Frequently Asked Questions

Common clinical questions about CYCLOPAR vs AMRIX, answered by our medical review team.

1. What is the main difference between CYCLOPAR and AMRIX?

CYCLOPAR is a Muscle Relaxant that works by Cyclopar (tetracycline) inhibits bacterial protein synthesis by binding to the 30S ribosomal subunit, preventing the attachment of aminoacyl-t RNA to the m RNA-ribosome complex.. AMRIX is a Muscle Relaxant that works by Centrally acting muscle relaxant; it is the R-enantiomer of baclofen. Agonist at GABA-B receptors in the spinal cord, leading to inhibition of monosynaptic and polysynaptic spinal reflexes, thereby reducing muscle spasticity.. They differ in pharmacokinetic profiles, FDA-approved indications, and side effect profiles.

2. Which is stronger: CYCLOPAR or AMRIX?

Potency comparisons between CYCLOPAR and AMRIX depend on the specific clinical indication. These are both Muscle Relaxant agents and are not directly interchangeable by dose. A physician or clinical pharmacist should guide any therapeutic switching decisions.

3. What is the standard dosing for CYCLOPAR vs AMRIX?

The standard adult dose of CYCLOPAR is: 500 mg orally twice daily for 7-14 days.. The standard adult dose of AMRIX is: 15 mg orally once daily. May increase to 30 mg once daily if needed, after at least 1 week. Maximum 30 mg/day.. Dosing should always be individualized based on indication, renal and hepatic function, age, and other patient factors.
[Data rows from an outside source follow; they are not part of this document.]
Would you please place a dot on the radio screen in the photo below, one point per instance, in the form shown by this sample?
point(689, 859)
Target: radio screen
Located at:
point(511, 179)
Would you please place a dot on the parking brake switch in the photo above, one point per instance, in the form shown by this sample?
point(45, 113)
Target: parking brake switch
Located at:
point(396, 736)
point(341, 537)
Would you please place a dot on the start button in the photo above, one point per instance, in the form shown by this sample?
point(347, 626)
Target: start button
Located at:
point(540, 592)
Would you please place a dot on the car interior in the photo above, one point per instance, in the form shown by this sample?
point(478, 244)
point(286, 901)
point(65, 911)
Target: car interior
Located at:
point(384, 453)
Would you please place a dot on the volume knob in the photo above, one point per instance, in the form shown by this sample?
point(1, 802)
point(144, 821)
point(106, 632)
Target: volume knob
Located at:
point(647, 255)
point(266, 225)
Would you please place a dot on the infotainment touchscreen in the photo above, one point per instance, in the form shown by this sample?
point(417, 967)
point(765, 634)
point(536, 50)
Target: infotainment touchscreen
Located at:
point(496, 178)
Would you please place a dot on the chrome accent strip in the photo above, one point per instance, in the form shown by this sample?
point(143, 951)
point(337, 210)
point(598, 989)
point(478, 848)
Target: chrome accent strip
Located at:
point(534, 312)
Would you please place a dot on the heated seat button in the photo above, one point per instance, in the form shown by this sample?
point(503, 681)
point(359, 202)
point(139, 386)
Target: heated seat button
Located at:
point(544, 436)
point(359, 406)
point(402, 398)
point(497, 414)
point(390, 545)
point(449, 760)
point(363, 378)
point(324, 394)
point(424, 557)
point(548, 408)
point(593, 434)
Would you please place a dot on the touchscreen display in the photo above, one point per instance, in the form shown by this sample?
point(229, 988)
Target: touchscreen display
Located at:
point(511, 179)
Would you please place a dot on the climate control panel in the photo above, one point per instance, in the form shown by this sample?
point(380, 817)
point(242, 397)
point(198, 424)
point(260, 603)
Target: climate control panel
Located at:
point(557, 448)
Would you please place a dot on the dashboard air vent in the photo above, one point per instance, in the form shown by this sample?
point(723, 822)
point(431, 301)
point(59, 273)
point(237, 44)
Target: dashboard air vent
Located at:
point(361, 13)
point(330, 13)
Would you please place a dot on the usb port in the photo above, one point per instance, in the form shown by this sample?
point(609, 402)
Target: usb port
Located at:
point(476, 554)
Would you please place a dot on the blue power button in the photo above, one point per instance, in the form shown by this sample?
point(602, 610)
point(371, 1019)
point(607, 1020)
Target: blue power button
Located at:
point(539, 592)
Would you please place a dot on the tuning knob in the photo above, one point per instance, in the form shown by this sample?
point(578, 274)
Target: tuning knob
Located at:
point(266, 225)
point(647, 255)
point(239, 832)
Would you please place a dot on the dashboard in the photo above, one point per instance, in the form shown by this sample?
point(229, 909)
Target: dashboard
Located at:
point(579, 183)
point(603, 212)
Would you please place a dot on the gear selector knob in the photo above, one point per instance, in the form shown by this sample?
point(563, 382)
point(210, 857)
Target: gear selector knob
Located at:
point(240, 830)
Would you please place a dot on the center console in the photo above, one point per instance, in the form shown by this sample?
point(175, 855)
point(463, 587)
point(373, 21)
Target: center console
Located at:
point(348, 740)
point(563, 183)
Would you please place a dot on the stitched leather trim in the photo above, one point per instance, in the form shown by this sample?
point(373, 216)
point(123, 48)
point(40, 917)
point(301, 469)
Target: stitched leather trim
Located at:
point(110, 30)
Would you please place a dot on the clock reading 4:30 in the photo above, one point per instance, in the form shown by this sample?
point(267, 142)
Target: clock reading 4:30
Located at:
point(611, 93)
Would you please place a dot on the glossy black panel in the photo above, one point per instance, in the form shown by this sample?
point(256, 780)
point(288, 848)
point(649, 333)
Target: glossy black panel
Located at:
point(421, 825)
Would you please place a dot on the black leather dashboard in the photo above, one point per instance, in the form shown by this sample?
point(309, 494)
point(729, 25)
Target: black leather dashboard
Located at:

4. Can you take CYCLOPAR and AMRIX together?

No direct drug-drug interaction has been formally documented between CYCLOPAR and AMRIX in current clinical databases. However, individual patient risk factors including other medications, organ function, and comorbidities should always be evaluated by a qualified healthcare provider.

5. Are CYCLOPAR and AMRIX safe during pregnancy?

The maternal-fetal safety profiles differ. CYCLOPAR is classified as Category C. Cyclopar (tetracycline) is classified as FDA Pregnancy Category D. Use is contraindicated in the second and third trimesters due to risk of permanent tooth discoloration (yellow-gr. AMRIX is classified as Category C. Cyclobenzaprine (AMRIX) is classified as FDA Pregnancy Category B. Animal studies have not demonstrated fetal risk, but adequate well-controlled studies in pregnant women are lacki. Always consult a maternal-fetal medicine specialist before taking either drug during pregnancy or lactation.